Une entreprise a besoin de personnel, ouvriers, agents de maîtrise, ingénieurs et cadres pour fonctionner de manière "routinière" c'est à dire au jour le jour, avec sa structure, ses procédés de fabrication, dans l'environnement social et économique du moment. Mais l'entreprise a besoin aussi d'un chef dont la fonction essentielle est de voir loin, de prévoir l'avenir, et en fonction de cette vision, de prendre les décisions nécessaires pour assurer la pérennité de l'entreprise, communauté d'hommes et de femmes au service de la collectivité plus large de l'ensemble du pays. Cette vision de l'avenir implique d'abord de saisir les tendances d'évolution. Cela passe d'abord par la connaissance des résultats financiers, donc de la comptabilité de la firme; c'est là que se manifestent les déséquilibres, le plus souvent dûs à une montée des difficultés de vendre la production, de prendre des commandes. Il s'agit ensuite de comprendre la cause de ces difficultés en connaissant le fonctionnement de l'entreprise à tous les niveaux.

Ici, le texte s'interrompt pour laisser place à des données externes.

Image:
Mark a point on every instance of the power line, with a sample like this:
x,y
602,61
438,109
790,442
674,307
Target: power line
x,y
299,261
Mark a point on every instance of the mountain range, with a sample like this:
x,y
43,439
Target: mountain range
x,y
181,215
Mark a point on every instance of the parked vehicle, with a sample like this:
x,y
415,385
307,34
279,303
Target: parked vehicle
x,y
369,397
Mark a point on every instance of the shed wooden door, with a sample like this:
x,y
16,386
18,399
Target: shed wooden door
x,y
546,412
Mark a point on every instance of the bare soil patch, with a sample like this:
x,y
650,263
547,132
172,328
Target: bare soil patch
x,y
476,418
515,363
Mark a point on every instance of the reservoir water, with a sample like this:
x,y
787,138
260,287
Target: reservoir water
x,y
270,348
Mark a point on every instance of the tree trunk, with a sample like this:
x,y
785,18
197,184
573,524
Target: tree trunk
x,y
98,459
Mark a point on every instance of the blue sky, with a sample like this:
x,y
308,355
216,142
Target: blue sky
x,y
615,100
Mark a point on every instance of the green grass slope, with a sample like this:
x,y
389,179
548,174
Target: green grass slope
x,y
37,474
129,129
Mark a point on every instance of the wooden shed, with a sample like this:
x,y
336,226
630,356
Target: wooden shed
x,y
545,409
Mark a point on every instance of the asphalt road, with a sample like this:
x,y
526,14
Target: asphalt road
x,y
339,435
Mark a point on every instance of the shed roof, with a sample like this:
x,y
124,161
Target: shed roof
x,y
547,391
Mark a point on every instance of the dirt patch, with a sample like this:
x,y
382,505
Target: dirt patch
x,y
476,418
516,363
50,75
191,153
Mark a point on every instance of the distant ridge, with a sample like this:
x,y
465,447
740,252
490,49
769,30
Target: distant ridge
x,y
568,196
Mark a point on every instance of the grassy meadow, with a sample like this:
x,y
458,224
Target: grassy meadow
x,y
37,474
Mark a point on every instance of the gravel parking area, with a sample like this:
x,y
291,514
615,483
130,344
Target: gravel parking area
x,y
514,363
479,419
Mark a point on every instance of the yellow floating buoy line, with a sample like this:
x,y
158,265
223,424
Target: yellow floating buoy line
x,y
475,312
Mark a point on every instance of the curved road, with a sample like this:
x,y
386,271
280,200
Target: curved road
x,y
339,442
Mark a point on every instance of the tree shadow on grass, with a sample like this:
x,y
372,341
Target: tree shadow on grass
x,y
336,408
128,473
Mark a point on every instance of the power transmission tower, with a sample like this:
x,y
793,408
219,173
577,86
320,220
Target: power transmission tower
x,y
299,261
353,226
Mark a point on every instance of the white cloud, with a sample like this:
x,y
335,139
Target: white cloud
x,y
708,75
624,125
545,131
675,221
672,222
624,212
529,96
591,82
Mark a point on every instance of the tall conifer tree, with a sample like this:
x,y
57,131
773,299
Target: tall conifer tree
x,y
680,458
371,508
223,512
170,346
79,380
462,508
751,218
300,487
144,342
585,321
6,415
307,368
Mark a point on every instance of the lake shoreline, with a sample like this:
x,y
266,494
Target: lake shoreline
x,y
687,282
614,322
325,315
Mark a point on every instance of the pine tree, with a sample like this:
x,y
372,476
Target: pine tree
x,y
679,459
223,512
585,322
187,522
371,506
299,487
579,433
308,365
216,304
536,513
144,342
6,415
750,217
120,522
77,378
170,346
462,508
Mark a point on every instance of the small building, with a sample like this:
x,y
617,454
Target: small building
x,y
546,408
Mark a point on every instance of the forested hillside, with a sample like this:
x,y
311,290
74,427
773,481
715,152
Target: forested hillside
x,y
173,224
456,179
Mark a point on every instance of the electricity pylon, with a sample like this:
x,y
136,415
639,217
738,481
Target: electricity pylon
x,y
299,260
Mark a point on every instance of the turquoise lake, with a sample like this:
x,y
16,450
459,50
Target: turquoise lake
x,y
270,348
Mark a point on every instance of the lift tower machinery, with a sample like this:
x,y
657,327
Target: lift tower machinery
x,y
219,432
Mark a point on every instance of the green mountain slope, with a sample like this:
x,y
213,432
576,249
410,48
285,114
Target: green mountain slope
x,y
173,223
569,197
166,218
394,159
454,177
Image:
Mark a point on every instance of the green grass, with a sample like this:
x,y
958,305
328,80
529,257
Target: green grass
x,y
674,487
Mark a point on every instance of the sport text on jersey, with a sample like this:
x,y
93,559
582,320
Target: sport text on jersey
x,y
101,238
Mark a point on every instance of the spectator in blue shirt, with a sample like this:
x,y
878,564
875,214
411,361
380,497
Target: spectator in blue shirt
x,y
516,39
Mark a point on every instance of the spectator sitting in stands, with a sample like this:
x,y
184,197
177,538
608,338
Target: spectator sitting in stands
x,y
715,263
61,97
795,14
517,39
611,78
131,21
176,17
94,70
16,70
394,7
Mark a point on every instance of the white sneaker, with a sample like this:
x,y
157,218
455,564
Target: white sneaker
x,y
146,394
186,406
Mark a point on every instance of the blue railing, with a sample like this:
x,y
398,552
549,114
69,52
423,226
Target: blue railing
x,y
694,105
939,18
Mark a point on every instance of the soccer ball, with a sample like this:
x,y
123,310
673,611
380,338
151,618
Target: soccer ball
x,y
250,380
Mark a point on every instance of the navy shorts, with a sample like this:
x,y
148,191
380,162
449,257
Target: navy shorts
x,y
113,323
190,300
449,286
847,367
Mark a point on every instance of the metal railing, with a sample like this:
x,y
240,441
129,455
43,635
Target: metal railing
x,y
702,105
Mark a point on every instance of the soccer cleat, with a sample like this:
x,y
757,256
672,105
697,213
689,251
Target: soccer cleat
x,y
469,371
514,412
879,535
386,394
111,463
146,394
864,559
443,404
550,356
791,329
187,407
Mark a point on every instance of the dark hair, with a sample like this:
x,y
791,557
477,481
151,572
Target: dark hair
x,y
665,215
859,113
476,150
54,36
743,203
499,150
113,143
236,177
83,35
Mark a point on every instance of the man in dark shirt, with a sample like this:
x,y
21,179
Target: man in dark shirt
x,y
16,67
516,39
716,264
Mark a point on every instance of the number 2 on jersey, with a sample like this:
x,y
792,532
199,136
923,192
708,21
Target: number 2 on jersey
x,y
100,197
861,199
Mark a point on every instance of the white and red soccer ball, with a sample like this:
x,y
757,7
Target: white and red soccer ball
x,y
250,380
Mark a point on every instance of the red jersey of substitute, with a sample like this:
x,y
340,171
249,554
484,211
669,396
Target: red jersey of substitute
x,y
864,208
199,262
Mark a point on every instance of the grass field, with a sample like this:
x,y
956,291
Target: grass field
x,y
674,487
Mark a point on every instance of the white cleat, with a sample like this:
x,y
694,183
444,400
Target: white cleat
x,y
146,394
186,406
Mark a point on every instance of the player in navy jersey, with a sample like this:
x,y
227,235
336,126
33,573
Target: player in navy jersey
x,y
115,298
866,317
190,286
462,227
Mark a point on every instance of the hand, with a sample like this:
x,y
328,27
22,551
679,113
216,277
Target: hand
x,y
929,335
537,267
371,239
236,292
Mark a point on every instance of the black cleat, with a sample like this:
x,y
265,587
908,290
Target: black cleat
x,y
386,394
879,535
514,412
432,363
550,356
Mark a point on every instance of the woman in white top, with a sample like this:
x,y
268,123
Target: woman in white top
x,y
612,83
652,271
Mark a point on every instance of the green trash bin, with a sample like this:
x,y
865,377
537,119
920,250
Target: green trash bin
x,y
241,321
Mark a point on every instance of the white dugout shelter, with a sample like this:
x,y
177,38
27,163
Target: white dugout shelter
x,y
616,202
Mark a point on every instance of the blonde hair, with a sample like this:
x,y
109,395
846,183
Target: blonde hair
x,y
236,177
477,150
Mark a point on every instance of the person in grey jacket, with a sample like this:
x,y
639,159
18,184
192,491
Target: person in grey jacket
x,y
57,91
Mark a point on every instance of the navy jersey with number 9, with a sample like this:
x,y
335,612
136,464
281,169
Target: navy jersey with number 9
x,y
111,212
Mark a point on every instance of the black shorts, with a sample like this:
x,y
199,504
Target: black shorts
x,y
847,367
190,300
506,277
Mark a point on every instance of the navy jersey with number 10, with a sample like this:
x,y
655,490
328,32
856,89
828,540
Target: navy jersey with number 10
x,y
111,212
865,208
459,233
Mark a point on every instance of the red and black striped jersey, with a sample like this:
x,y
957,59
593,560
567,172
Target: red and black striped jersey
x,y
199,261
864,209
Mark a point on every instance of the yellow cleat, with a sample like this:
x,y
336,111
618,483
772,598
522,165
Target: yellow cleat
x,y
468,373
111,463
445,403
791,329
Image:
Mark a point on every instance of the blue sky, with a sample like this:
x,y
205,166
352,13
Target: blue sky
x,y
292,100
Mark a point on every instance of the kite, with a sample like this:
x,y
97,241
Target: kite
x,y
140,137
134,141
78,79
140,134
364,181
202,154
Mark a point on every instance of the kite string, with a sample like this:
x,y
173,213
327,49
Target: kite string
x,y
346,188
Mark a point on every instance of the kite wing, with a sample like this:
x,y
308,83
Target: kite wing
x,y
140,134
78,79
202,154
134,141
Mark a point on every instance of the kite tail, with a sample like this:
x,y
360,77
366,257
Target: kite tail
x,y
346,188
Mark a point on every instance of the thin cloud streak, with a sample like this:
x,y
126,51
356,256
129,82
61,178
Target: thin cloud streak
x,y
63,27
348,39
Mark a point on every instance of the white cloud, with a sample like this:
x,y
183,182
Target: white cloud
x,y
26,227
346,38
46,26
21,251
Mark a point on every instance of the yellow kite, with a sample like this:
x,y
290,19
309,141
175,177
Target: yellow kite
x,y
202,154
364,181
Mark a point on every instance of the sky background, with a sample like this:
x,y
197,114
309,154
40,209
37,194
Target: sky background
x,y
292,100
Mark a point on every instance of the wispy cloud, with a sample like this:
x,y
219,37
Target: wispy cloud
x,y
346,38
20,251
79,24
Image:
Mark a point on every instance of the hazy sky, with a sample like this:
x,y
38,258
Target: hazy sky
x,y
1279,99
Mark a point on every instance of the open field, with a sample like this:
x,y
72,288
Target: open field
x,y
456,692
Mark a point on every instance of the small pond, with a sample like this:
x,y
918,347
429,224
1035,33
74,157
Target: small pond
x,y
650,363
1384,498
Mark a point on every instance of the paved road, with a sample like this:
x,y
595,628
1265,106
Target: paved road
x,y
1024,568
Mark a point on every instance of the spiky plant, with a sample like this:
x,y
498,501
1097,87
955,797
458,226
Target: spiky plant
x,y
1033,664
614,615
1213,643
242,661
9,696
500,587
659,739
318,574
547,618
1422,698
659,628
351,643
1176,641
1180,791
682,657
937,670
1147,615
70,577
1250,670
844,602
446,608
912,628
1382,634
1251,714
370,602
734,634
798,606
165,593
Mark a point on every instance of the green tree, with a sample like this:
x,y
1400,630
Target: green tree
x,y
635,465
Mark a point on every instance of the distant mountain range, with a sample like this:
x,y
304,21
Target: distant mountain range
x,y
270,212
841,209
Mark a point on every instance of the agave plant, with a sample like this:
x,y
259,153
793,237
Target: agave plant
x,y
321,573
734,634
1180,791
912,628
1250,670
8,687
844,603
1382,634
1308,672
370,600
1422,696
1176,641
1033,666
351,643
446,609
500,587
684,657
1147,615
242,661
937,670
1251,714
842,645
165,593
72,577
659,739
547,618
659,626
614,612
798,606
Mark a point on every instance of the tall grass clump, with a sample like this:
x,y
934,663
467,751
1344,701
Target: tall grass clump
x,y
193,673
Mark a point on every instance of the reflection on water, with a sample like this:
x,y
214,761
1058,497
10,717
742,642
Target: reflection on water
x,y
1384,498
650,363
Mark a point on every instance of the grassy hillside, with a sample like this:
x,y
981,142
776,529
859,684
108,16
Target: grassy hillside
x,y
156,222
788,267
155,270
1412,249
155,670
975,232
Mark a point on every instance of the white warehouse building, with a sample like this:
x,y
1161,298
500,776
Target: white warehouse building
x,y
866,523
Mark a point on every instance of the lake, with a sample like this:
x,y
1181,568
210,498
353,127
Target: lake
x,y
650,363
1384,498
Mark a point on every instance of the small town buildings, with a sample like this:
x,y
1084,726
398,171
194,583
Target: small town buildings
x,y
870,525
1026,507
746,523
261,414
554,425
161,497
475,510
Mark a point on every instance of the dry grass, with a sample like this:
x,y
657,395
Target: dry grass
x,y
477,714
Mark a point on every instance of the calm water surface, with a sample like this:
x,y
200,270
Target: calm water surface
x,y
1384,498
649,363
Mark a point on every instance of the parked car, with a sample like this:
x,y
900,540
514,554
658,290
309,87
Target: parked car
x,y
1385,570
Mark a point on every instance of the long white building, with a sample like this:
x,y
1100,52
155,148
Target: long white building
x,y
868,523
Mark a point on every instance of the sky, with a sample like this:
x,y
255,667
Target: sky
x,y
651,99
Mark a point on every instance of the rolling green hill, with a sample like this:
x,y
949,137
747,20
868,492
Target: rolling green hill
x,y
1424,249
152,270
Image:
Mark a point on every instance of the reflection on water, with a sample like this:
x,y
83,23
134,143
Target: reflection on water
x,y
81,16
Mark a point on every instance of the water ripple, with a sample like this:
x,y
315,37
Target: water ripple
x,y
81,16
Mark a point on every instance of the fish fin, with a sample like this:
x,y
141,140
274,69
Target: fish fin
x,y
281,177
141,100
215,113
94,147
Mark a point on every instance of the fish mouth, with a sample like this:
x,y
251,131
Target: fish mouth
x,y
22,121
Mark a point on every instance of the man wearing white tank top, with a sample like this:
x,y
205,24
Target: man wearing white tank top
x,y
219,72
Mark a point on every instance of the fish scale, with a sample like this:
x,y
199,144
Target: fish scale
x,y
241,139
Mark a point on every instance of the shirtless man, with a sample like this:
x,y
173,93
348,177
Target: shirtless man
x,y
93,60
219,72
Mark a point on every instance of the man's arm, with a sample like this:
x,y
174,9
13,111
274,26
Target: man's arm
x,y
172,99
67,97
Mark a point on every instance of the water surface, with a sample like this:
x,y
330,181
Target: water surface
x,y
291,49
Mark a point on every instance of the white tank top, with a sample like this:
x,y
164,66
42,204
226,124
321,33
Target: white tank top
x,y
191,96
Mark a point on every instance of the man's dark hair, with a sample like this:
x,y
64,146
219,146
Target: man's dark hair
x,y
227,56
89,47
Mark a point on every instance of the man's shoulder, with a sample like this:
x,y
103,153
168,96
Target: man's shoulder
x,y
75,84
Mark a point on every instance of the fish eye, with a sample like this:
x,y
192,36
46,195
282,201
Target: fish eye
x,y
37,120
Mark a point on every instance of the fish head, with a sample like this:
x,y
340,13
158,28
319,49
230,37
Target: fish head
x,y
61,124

Le chef d'entreprise doit alors, au jour le jour, faire des transformations au sein du système complexe de la firme. Il s'agira tour à tour, d'investissements dans des procédés de production, dans les équipements informatiques, dans la formation du personnel, dans le marketing et la commercialisation, dans l'organisation des services, dans le recrutement de compétences supplémentaires, dans la suppression de certains postes devus inutiles, etc. etc. Tout ceci doit se faire en permanence et par petites retouches. C'est ainsi que l'entreprise suit l'évolution de l'environnement social et économique dans lequel elle est immergée.

Une entreprise sans véritable chef, ou d'un chef n'ayant pas de vision d'avenir sur l'évolution de l'environnement de la firme, ou d'un chef faisant de mauvais choix dans les changements, va prendre progressivement du retard. Les ventes deviendront de plus en plus difficiles chaque année et se traduiront par des résultats financiers de plus en plus faibles. Puis les pertes commenceront et s'accumuleront progressivement jusqu'au jour où le capital social sera entamé. C'est alors que l'entreprise sera contrainte par force (la loi) de se restructurer. Et cela passe alors et d'abord par des réductions d'effectifs. A moins d'un changement complet avec adoption de la méthode décrite ci-dessus, l'entreprise est alors sur la voie de la disparition, restructuration après restructuration. La survie de l'entreprise et un nouveau départ passent le plus souvent par la désignation d'un nouveau chef. Soit qu'il est recruté par le ou les propriétaires, soit que l'entreprise est rachetée ou reprise dans le cadre des procédures des chambres de commerce. Dans tous les cas, s'il n'y a pas de changements profonds, les mêmes causes produiront les mêmes effets, jusqu'à la disparition complète de l'entreprise.

Le recrutement de chefs d'entreprise de talent est une affaire de spécialistes (cabinets spécialisés dans le recrutement de chefs d'entreprises) et elle implique nécessairement la rémunération la plus élevée de l'entreprise.

C'est ici que je veux relever la remarque de "hugovictor@wanadoo.fr" dans le forum.

"..... Pour s'en convaincre, regardons les chômeurs, les Rmistes, les travailleurs précaires.. Vivent ils dans le même monde qu'un cadre à 5000€ mensuel ? Celui-ci vit il dans le même monde que le patron à 50000€ mensuels? ce dernier vit il dans le même monde que la JetSet? Ont ils tous les mêmes droits ou plutôt sont ils égaux de la même manière devant le droit? Nous voyons bien ici la schisophrénie de notre monde, une schisophrénie créée par les puissants, par le capital, par le social libéralisme....."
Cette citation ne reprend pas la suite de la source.